已答复I have a lot of pending jobs -- why won't they start?

  • 2009年5月22日 0:31Luke Scharf 用户奖牌用户奖牌用户奖牌用户奖牌用户奖牌
     
    My compute Cluster Administrator looks like this:

    Compute Nodes:
      Ready Nodes: 113
      Paused nodes: 2
      Unreachable Nodes: 1
      Pending for Approval nodes: 0

    Compute Jobs:
      Running jobs: 20
      Pending jobs: 1613
      Total jobs in queue: 189993
      Failed jobs: 58
      Cancelled jobs: 2
      finished jobs: 188300

    Flipping over to the "Node Management" screen, I see that I have several hundred cores free.

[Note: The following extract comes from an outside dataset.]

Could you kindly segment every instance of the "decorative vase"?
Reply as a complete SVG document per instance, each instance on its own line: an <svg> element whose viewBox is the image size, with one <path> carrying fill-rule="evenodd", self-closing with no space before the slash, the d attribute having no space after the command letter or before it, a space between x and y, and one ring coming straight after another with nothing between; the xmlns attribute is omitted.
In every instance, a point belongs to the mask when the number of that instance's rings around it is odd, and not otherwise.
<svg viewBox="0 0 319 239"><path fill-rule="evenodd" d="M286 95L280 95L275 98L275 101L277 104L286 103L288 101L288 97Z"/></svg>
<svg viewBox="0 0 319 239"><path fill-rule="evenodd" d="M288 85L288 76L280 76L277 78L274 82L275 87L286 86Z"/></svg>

    If this were Torque/Moab, I would check to make sure that the queue is active, make sure that there are no reservations covering open nodes, make sure that the user's hat has sufficient funds to cover the operation...  But I don't have any of these buttons in the Compute Cluster Administrator, or the Compute Cluster Job Manager.

    When I look in the Compute Cluster Job Manager, there aren't notes in the "Pending Reason" field for most of the jobs.  The ones that do have a note say something to the effect of "a job of equal priority was queued earlier".

    I've done a cursory check of the system's Application Log and also "C:\Program Files\Microsoft Compute Cluster Pack\LogFiles", but nothing jumps out at me.  I'm unfamiliar with the error messages that are normally generated, though, so I don't really know what to grep for.

    The "node list" shows that 113 nodes are "READY", with nearly all of their CPUs "IDLE".

    What can cause 1613 jobs all be held, and not launched?  Is there anything that I should be looking for in the logs or in  to look for in either the logs or Any ideas would be greatly appreciated!

答案

  • 2009年5月22日 21:37Luke Scharf 用户奖牌用户奖牌用户奖牌用户奖牌用户奖牌
     已答复
    Yes, the scheduler service was restarted several times, and the machine was even rebooted.  For some reason, it just started running jobs again this morning, even though the scheduler crashed crashed several more times.  We're back in production, but I would like to understand what happened so that I can prevent it from happening in the future.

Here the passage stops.